Flying from Florida is the worst. Why would anyone wanna leave Florida?
Well, cousin Danielle and her fiance, Thomas, who one-time vacationed in Vermont when he was thirteen years old.
He absolutely had to have his wedding in Vermont. Mister “I have a connection!”
And she finds herself in the middle of Grady’s in the Butternut Valley Shopping Center in the Greenville Town Square.
Bored and kinda sick of the motel four walls, she thought the shopping center would be worth an hour or three.
Crystal hadn’t strolled a mall in years. This reminded her of high-school weekends with Debby - still her best friend after all these years. And Crystal saw these earrings, and they were so cheesy, and they looked so much like the pair she tried to steal Debby for her 15th birthday, and Crystal had to miss the party because she was grounded for getting busted.
So Crystal palmed this pair for Debby as a thank you, and a, ahem, connection. And she walks out of the store and - not a chance. Crystal just shook her head. Not just a mall cop, but a mall cop and a cop cop. Of all the god damn...f’n Debby’s birthday all over again. “I’m so sorry, can I just pay for them?”
“I’m sorry ma'am. Please come with us.”
Turns out this place had been getting hit pretty hard over the last six, eight weeks including just this early afternoon which is what put cop cop exactly where Crystal wishes she weren’t.
Cop cop was in no mood - Crystal got stuffed on the same day as Michael Peter Jacobs. He’s the one who brought no-mood cop cop there in the first place.
What a dumb ass. This guy stumbled through the mall under every camera all the way from the West parking lot. He walked a tightrope straight for the Sneaker Shop.
Saw the pair he wanted, took ‘em, and put himself down on a try-on bench. Got to two of three count and shoved one of the pair right down the front of his sweats. He stood up and started walking toward the exit with a lumpy looking sneaker boner and, wouldn't ya know it? he doubled down - shoved the other of the pair like a borrowed lighter into his smoking-hand, sweat-pants pocket - the video looked like he might as well have been smuggling baby pandas.

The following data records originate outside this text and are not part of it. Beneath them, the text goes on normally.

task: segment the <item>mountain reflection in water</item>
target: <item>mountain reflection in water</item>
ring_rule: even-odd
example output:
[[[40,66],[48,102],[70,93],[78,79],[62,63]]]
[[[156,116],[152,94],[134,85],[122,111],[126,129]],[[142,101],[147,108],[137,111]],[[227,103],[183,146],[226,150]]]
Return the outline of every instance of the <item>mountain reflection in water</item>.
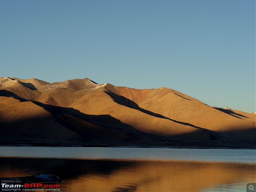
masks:
[[[2,157],[0,164],[1,177],[57,176],[66,192],[246,191],[256,171],[255,163],[176,160]]]

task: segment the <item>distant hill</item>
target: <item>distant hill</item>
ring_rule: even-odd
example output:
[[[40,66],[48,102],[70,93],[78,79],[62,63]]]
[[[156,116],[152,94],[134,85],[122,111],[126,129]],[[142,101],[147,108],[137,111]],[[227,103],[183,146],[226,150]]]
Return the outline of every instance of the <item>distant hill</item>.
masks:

After taking a moment to wish she had someone to say, "well would you take a look at this guy" to, mall cop went on with it, and collected Michael Peter Jacobs outside the exit. The dumb ass ran back into the store which basically led to him being cornered. They got Jacobs down to the office, and he just went into full-on teenager. Forty-two year-old man, and he immediately melts into, “First time, I’m so sorry. I’m so broke. I didn’t know what else to do.” Just pouring out.
But mall cop ran the record, and Mike Jacobs was a repeat. Book says: gotta call the cops. Cops send Bad Mood Cop Cop, Deputy Sidecar.
Bad Mood Cop Cop is usually Good Mood Cop Cop. Deputy Sidecar is usually the friend people usually need when they call the cops. Not so much that they call her Linda. But a dependable, trustworthy friend on that side of the uniform.
Crystal didn’t meet that Deputy Sidecar ‘cuz Linda Sidecar that morning got news from the realtor representing the nice folks from the city who were probably, maybe buying her house. The sewer inspector turned up a little difficulty with the pipes; in that, the pipe to the street had collapsed. There’d be no sale until the pipe was replaced - months delay...coming into the winter. She thought she’d be cashing a check and onward by Christmas. Now she was in Greenville for the winter: a long Vermont winter.
And five minutes after she got that news she got a call about “Mikey again...smuggling pandas in his sweats at the Butt Valley Shop Center.”
She didn’t know what the heck to do with Andy Dispatcher’s panda call, but she knew no one was dying; she knew this was a dumb fucko that always did this shit; and she knew she’d be doing this for at least the next three/four months with goddamn snow on the ground.